How you can eat less sugar and not lose weight

An important nutrition principle is the one of replacement: for every food (or nutrient) you remove from the diet, another usually takes its place.

One common limitation I see with many popular diets is that they fail to appropriately advise on replacement. Low sugarlow fat and low carb can each be effective for better health and body weight. But they can each be pointless exercises, too.

To demonstrate, consider these well established research findings:

  • Replacing sugar (and other carbohydrates) with protein reduces weight gain. Yet replacing sugar with other carbohydrates (starchy foods like white bread, rice and crackers), does not.
  • Replacing fat with protein and fibre reduces body weight.

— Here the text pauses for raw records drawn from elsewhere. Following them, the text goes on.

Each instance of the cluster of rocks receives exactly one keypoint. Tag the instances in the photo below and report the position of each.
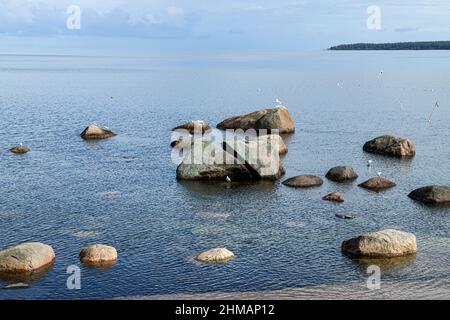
(31, 257)
(387, 243)
(234, 159)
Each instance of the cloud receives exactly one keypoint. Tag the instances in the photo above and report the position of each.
(175, 12)
(33, 18)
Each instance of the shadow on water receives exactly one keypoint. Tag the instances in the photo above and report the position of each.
(202, 188)
(387, 264)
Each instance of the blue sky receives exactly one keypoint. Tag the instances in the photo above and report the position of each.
(216, 25)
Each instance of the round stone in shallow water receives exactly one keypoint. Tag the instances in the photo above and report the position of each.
(217, 255)
(98, 254)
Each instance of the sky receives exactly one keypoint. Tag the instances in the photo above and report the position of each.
(216, 25)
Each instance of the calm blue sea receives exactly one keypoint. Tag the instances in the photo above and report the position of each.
(122, 191)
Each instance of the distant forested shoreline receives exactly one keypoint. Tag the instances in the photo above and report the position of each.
(425, 45)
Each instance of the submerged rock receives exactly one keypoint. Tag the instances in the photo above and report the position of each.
(98, 254)
(391, 146)
(182, 142)
(270, 119)
(303, 181)
(341, 174)
(217, 255)
(335, 197)
(431, 194)
(346, 216)
(274, 141)
(20, 150)
(239, 161)
(194, 127)
(26, 257)
(93, 132)
(377, 184)
(382, 244)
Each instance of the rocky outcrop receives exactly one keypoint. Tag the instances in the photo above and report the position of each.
(217, 255)
(26, 257)
(194, 127)
(391, 146)
(334, 197)
(341, 174)
(377, 184)
(303, 181)
(273, 141)
(94, 132)
(431, 194)
(382, 244)
(20, 150)
(237, 160)
(98, 254)
(270, 119)
(181, 143)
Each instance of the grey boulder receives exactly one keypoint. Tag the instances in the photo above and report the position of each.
(382, 244)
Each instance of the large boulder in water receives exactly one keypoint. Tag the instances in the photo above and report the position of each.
(26, 257)
(303, 181)
(193, 127)
(391, 146)
(431, 194)
(377, 184)
(94, 132)
(98, 254)
(270, 119)
(341, 174)
(382, 244)
(237, 160)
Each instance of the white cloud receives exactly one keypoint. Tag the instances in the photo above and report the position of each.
(175, 12)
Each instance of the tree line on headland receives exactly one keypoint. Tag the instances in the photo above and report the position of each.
(425, 45)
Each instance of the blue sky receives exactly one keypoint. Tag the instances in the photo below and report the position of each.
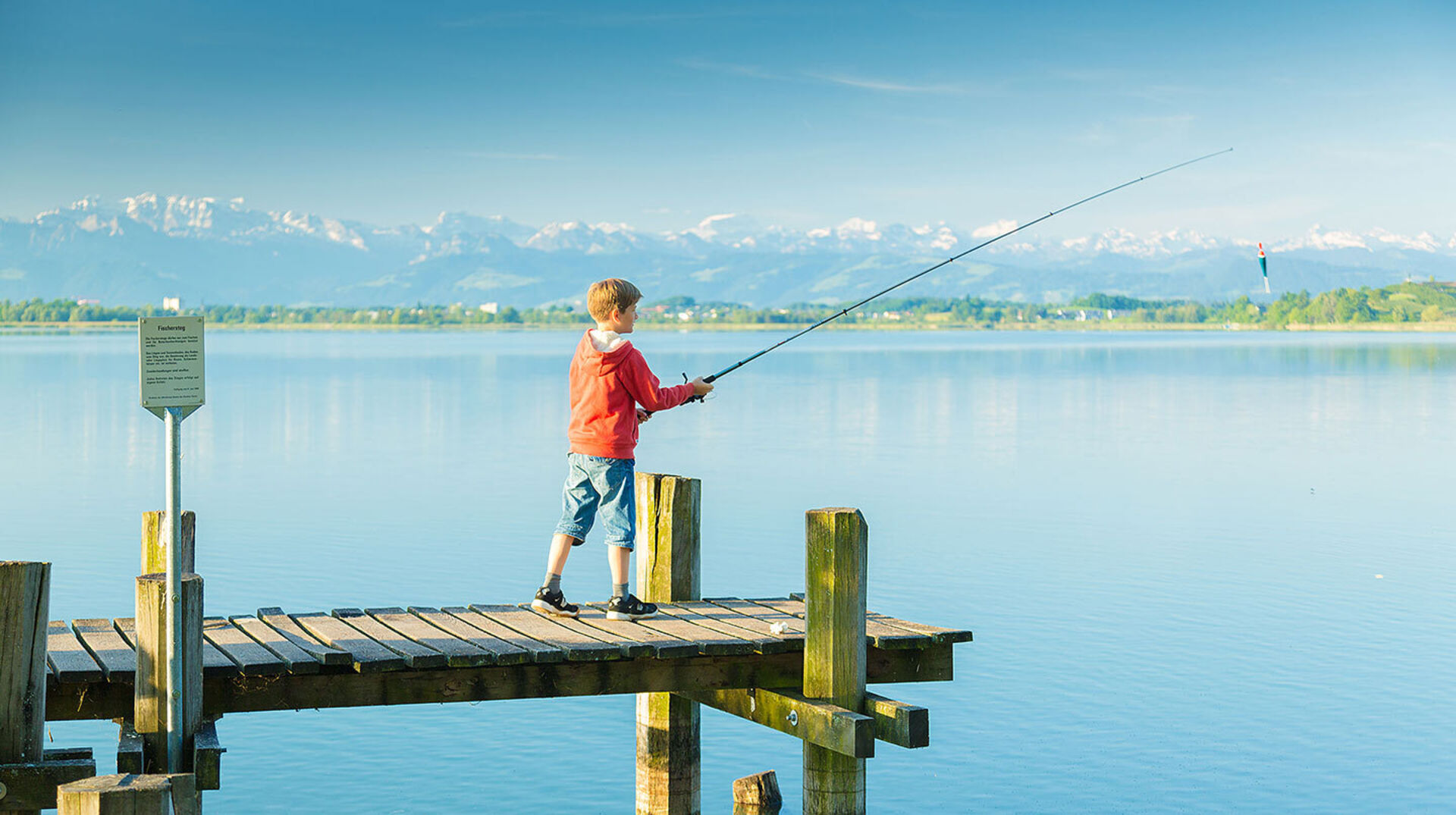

Yet replacing fat with carbohydrate, does not.
  • Replacing carbohydrate with polyunsaturated fat (found in sunflower, safflower and soybean oil, and a variety of nuts, seeds and oily fish) reduces heart disease risk. Yet replacing carbohydrate with saturated fat (found in some meats, dairy and butter), does not.

Talking about what to eat less of, matters. But talking about what to eat instead, matters even more.

8 grain swaps that help support optimal health

  1. Swap brown rice for barley
  2. Swap pasta for wholemeal pasta
  3. Swap basmati rice for quinoa 
  4. Swap wholemeal bread for mixed grain bread
  5. Swap sourdough bread for rye bread
  6. Swap instant porridge for rolled oats
  7. Swap wholegrain cereal for muesli
  8. Swap wheat biscuits for bran cereal.

Yes, the first options are excellent choices when compared to refined cereals like most white breads, white rices, low-fibre cereals, rice crackers and noodles.

But you can still go one better if you choose.

Research suggests that slowly digested, fibrous grains are the healthiest of them all.

Eating foods that tick each of these 2 criteria will likely help to:

  • feed your gut bacteria and make you feel fuller, within hours,
  • improve markers of your heart and metabolic health, within weeks, and
  • substantially lower your risk of heart disease, diabetes, bowel cancer and weight gain, over the coming months and years.

When deciding which grain to eat, it is important to remember that both slowly digested grains and higher fibre grains provide health benefits that are unique and equally important.

An optimal diet, therefore, is one that consistently contains both.